ONE afternoon in August, Candace happened
to be alone in the drawing-room with Mrs. Gray when
Mrs. Joy was announced.
“My dear,” began that
lady, after administering the two hard, rapid little
kisses which were her idea of a cordial greeting, “I’ve
come to see if you don’t want to go down to
the Point with me. There’s an old woman
there, I hear, who has a lot of wonderful old china
and some mahogany arm-chairs which she wants to sell,
and I’m going to look at them. Do put your
things on, and come. I hate to drive alone; and
there’s no fun in this sort of expedition unless
there’s some one along with you.”
“You are very kind,” said
Mrs. Gray; “but I have promised Mr. Gray to go
with him at four to call on some friends who have just
arrived at Bateman’s, so it’s quite impossible
for me to go with you. Who is the old woman?

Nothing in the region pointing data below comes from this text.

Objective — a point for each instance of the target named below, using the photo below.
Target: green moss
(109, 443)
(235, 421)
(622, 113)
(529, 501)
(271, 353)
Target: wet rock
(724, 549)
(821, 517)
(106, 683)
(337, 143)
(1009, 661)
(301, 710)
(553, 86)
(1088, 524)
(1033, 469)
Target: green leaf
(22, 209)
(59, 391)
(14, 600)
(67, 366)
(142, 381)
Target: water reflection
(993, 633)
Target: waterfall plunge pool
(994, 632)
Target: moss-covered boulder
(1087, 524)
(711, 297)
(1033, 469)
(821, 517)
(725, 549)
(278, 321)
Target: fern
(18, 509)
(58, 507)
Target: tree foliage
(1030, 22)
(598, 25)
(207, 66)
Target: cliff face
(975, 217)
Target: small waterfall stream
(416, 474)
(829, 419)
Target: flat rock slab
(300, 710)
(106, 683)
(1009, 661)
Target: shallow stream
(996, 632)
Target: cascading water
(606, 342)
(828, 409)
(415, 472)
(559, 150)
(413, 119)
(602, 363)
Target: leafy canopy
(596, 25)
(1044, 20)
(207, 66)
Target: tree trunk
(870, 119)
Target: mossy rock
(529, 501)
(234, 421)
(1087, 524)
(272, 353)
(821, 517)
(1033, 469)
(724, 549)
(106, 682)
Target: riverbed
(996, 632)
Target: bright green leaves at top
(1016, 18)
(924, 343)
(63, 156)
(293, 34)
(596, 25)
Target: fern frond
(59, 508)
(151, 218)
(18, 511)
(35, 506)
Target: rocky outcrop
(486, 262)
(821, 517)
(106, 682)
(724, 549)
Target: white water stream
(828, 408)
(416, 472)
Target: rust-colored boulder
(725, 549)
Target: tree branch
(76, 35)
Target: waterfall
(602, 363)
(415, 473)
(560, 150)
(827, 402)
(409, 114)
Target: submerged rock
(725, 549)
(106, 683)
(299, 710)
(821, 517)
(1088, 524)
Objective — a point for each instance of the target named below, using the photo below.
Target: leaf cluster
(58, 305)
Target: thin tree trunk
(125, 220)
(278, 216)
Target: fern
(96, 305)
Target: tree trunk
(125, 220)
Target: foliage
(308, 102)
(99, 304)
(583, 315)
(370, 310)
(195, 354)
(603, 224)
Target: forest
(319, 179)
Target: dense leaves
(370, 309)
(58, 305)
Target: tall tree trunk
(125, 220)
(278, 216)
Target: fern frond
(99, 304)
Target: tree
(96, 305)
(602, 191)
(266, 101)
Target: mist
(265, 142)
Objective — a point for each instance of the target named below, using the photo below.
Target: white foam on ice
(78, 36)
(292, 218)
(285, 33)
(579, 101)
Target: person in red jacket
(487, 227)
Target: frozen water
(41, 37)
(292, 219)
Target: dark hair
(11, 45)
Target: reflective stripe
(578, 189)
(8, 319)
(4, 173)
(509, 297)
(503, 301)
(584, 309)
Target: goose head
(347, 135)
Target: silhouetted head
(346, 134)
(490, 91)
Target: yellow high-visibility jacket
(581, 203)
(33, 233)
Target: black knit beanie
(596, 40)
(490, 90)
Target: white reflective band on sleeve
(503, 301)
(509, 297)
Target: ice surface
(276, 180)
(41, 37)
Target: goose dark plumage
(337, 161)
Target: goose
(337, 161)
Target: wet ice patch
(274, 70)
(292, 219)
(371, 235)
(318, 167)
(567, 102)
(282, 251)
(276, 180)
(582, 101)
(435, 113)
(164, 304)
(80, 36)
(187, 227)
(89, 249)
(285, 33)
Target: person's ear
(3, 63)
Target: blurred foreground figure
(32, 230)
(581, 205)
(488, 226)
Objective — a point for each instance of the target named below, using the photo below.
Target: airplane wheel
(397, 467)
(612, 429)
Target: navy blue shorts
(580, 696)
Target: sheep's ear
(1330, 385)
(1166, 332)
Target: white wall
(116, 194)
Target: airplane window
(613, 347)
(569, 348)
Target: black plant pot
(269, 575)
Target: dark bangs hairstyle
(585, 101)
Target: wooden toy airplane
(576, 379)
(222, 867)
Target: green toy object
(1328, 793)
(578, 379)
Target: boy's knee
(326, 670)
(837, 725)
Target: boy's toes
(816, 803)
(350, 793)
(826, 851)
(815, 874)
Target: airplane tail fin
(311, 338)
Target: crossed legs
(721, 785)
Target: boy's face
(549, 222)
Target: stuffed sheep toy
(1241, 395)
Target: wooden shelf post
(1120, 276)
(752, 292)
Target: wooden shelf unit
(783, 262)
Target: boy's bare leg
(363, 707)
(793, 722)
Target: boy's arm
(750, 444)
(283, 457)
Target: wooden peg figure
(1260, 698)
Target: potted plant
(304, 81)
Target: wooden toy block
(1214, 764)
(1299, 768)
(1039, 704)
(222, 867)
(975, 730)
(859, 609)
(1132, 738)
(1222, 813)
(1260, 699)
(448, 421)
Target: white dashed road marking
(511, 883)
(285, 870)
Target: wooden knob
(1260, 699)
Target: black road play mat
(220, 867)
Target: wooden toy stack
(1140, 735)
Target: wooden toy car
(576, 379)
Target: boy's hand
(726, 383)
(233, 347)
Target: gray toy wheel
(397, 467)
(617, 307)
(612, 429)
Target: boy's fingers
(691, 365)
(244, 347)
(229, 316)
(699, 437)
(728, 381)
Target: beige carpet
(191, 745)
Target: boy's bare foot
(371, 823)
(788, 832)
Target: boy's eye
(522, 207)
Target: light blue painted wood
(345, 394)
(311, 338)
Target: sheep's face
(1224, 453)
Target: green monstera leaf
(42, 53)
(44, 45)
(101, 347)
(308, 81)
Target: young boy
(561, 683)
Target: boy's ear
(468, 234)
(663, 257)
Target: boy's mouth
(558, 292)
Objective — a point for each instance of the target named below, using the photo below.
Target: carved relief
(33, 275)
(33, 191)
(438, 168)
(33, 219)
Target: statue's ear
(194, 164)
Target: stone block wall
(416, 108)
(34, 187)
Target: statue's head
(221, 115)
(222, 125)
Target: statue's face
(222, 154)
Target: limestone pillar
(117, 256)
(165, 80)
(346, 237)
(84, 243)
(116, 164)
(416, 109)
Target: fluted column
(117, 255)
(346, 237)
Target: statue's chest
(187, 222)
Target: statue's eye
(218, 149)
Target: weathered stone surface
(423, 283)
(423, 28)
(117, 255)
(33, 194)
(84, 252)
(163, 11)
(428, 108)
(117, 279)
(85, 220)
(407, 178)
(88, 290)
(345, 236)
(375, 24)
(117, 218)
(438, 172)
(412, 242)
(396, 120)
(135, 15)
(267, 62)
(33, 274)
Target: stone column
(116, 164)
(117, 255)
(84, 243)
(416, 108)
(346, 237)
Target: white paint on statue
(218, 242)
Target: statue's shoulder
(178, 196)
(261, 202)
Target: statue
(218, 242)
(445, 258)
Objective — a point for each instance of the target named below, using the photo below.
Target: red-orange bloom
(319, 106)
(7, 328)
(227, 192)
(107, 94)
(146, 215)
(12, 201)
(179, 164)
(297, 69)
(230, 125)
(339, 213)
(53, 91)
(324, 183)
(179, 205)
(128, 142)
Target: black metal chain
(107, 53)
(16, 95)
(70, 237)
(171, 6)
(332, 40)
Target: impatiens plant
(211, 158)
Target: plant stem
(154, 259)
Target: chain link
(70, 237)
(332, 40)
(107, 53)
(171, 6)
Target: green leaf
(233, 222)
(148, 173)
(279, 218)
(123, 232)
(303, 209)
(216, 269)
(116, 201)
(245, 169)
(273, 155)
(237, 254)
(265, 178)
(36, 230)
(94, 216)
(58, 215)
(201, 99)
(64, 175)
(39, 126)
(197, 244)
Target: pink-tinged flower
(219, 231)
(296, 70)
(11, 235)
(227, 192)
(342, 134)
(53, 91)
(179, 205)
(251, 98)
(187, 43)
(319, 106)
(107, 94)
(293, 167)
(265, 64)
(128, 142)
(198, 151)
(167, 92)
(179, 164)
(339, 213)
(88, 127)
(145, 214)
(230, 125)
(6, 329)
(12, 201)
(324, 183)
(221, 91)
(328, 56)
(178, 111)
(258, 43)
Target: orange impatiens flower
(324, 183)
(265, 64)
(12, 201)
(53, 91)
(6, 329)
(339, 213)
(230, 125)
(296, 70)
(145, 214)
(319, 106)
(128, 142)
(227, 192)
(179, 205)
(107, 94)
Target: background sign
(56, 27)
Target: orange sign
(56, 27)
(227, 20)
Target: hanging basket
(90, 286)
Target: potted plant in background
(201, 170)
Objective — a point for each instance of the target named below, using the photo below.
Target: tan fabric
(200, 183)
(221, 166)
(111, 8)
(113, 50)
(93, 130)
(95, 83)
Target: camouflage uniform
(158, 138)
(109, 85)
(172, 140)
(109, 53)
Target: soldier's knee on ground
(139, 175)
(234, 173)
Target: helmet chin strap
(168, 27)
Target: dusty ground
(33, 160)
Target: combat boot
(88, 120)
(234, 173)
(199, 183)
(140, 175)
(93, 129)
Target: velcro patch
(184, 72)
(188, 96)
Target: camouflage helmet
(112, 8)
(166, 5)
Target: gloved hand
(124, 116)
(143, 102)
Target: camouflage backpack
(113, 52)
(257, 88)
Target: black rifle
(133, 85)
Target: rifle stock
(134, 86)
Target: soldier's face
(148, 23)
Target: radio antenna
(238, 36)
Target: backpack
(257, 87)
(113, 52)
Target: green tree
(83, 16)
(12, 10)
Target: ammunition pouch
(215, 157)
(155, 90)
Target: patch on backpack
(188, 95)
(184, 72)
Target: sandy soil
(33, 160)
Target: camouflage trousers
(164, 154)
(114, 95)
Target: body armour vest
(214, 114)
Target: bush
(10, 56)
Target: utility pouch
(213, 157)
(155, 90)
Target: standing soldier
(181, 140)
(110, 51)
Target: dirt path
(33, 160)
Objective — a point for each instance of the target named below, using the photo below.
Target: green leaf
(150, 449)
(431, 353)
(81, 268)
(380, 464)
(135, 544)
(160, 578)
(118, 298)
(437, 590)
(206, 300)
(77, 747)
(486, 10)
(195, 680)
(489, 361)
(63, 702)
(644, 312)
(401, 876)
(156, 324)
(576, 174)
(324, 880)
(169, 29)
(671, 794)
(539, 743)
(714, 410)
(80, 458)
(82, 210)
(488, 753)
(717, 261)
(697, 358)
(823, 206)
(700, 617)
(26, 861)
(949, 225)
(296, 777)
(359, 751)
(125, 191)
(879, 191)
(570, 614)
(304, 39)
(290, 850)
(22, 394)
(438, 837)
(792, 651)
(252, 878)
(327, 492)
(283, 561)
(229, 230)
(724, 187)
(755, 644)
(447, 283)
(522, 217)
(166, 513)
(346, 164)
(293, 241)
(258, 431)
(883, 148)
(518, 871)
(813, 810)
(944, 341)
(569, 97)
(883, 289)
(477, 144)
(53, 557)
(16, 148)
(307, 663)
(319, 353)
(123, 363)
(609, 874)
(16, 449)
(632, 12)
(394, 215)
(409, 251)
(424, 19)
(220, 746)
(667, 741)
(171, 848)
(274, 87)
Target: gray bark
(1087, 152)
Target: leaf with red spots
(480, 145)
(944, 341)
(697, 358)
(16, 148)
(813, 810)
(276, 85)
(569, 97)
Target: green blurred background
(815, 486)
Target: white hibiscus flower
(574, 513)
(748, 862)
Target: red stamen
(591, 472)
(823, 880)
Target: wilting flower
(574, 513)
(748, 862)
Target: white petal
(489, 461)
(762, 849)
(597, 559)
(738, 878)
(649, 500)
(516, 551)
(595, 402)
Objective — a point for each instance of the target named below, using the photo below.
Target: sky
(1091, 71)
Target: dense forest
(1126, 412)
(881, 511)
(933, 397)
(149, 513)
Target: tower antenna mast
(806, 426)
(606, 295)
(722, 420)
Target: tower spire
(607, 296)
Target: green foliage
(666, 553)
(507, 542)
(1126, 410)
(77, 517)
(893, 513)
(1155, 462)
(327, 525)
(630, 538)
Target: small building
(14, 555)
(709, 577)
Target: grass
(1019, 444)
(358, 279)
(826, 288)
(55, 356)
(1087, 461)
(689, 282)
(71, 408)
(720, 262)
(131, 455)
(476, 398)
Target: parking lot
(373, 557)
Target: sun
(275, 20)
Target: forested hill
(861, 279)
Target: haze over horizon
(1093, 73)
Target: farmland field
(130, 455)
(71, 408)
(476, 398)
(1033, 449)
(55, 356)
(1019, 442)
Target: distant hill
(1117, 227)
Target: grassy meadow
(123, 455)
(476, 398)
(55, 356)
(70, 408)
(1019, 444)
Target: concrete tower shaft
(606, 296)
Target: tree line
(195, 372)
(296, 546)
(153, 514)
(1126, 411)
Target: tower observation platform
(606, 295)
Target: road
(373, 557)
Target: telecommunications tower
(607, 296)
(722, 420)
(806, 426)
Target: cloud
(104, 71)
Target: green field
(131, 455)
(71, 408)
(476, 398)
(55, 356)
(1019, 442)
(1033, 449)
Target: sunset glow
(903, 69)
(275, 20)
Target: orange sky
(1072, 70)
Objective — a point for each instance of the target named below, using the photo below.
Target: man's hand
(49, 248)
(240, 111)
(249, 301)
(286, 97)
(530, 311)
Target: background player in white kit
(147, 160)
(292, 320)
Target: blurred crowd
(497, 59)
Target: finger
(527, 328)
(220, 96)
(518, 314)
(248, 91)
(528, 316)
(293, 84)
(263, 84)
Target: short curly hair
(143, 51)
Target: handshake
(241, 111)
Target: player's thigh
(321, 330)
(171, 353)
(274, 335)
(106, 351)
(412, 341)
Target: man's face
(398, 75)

Do you recollect her name?”
“Oh, Collishan or Collisham, some
name like that. She lives in Third Street.”
“It must be old Miss Colishaw.
Are you sure she wants to sell her china?” asked
Mrs. Gray, who as a child had spent many summers in
Newport before it became a fashionable watering-place,
and knew the townspeople much better than did Mrs.
Joy.
“I believe so; why shouldn’t
she? She’s as poor as a church mouse, they
tell me; and what use can such things be to her?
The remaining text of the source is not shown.